Assistant Professor University of Pittsburgh Pittsburgh, Pennsylvania, United States
Introduction: The explosion of sequence data has allowed the rapid growth of protein language models (pLMs). pLMs have now been employed in many frameworks including variant-effect and peptide-specificity prediction. Traditionally, for protein-protein or peptide-protein interactions (PPIs), corresponding sequences are either co-embedded followed by post-hoc integration or the sequences are concatenated prior to embedding. Interestingly, no method utilizes a language representation of the interaction itself. We developed an interaction LM (iLM), which uses a novel language to represent interactions between protein/peptide sequences. Sliding Window Interaction Grammar (SWING) leverages differences in amino acid properties to generate an interaction vocabulary. This vocabulary is the input into a LM followed by a supervised prediction step where the LM’s representations are used as features. Here we present Sliding Window Interaction Grammar (SWING), a first-in-class interaction language model (iLM) that captures the language of protein-protein and protein-peptide interactions. We applied SWING to a range of tasks, where it was comparable to or outperformed the benchmarks set by the current state-of-art methods across biological domains. We detailed the importance of our iLM in multiple nuanced interaction associated tasks such as predicting peptide-MHC (pMHC) interactions across contexts and species or the impact of missense mutations on disruption of specific protein-protein interactions. Furthermore, we have extended the utility of deep learning-based models to contexts where the full-length protein sequence is unavailable or unnecessary. Overall, SWING is a generalizable iLM that can be applied across contexts to learn the language of peptide and protein interactions.
Materials and
Methods: SWING captures pairwise residue information in a language-like representation followed by lexicon embedding. A sliding window on the query protein, a peptide of length ‘n’, is completely matched with the n positions on the target partner sequence, starting from the first position. At each position, the difference in an amino acid based biochemical metric is calculated. This difference is rounded off and the absolute value is taken to ordinally encode each amino acid pair. Next, the sliding window is shifted by one amino acid position and the above steps are repeated until the end of the sequence. We divide the resulting sequence into overlapping k-mers, where each subsequence can be thought of as a “word” and each interaction as a “document” composed of these words. This document is then encoded using a Doc2Vec model to infer a corresponding vector representation. Each interaction is mapped to a unique vector represented by a row in the matrix D, and every k-mer is also mapped to a unique vector represented as a row in the matrix W. The average of the embedding matrices D and W are fed into the hidden layer, which projects the averaged input vectors into a lower rank space.
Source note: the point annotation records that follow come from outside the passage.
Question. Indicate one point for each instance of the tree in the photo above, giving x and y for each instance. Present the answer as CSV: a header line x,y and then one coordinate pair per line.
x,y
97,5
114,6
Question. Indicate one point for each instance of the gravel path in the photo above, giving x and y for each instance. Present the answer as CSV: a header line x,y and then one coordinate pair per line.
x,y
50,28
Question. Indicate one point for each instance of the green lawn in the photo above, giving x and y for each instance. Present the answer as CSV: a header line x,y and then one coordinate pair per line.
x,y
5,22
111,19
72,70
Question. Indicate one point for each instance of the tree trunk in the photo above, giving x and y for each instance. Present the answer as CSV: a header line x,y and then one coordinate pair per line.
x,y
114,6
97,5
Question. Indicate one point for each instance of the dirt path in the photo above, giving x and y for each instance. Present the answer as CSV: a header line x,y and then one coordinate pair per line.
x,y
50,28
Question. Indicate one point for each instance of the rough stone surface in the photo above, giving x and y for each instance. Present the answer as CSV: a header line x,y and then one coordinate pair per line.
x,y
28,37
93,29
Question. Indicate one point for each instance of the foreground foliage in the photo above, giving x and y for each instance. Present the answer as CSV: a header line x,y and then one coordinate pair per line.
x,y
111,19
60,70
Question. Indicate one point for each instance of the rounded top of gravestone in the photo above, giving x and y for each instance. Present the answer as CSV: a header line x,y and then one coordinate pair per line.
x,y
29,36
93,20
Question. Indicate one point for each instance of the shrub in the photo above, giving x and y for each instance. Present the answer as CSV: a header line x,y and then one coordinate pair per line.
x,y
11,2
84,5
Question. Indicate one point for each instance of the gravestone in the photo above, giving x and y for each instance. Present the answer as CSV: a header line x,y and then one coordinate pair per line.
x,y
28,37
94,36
The output layer applies a softmax function to produce the probability distribution over the k-mers. The probability scores are used to predict the target k-mer. D and W are randomly initialized with regular updates as the training progresses. The interaction embeddings are then used as features for XGboost.
Results, Conclusions, and Discussions: SWING was first applied to predicting peptide:MHC (pMHC) interactions. 3 pMHC prediction models were trained (Class I, Class II, and Mixed Class) using a large ensemble of human immunopeptidome datasets. Currently, existing approaches have separate Class I and Class II pMHC prediction models as the structural and functional aspects of Class I and Class II pMHC interactions are completely distinct. SWING was not only successful at generating Class I and Class II models that have comparable prediction to state-of-the-art approaches, but the unique Mixed Class model was also successful at jointly predicting both classes for unseen datasets. Further, we generated a SWING model trained only on Class I alleles that was predictive for Class II, a complex prediction task not attempted by any existing approach (Fig 2E). For de novo data, using only Class I or Class II data, SWING also accurately predicted Class II pMHC interactions in murine models of SLE (MRL/lpr model) and T1D (NOD model), that were validated experimentally. The immunopeptidome of the 2 disease models were categorized and binders of H-2-IEk and H-2-IAg7 were subsequently analyzed using SWING as well as two benchmark approaches - MixMHC2Pred2.0 and NetMHCIIPan 4.2. All three SWING models (built using only Class I or Class II data and the Mixed Class model) performed significantly better than the benchmarks despite being the only method without training on murine data. This demonstrates that SWING is a highly generalizable zero-shot model that learns the language of PPIs. To further evaluate SWING’s generalizability, we tested its ability to predict the disruption of specific protein-protein interactions by missense mutations. Although modern methods like AlphaMissense and ESM1b can predict interfaces and variant effects/pathogenicity per mutation, they are unable to predict interactionspecific disruptions. SWING was successful at accurately predicting (relative to experimental benchmarks) the impact of Mendelian mutations and population variants in protein-protein interactions. SWING also accurately predicted interaction disruptions caused by variants regardless of the context, with a model trained on both the datasets. Overall, SWING is a first-in-class generalizable zero-shot iLM that can learn the language of peptide and protein interactions with only sequence information.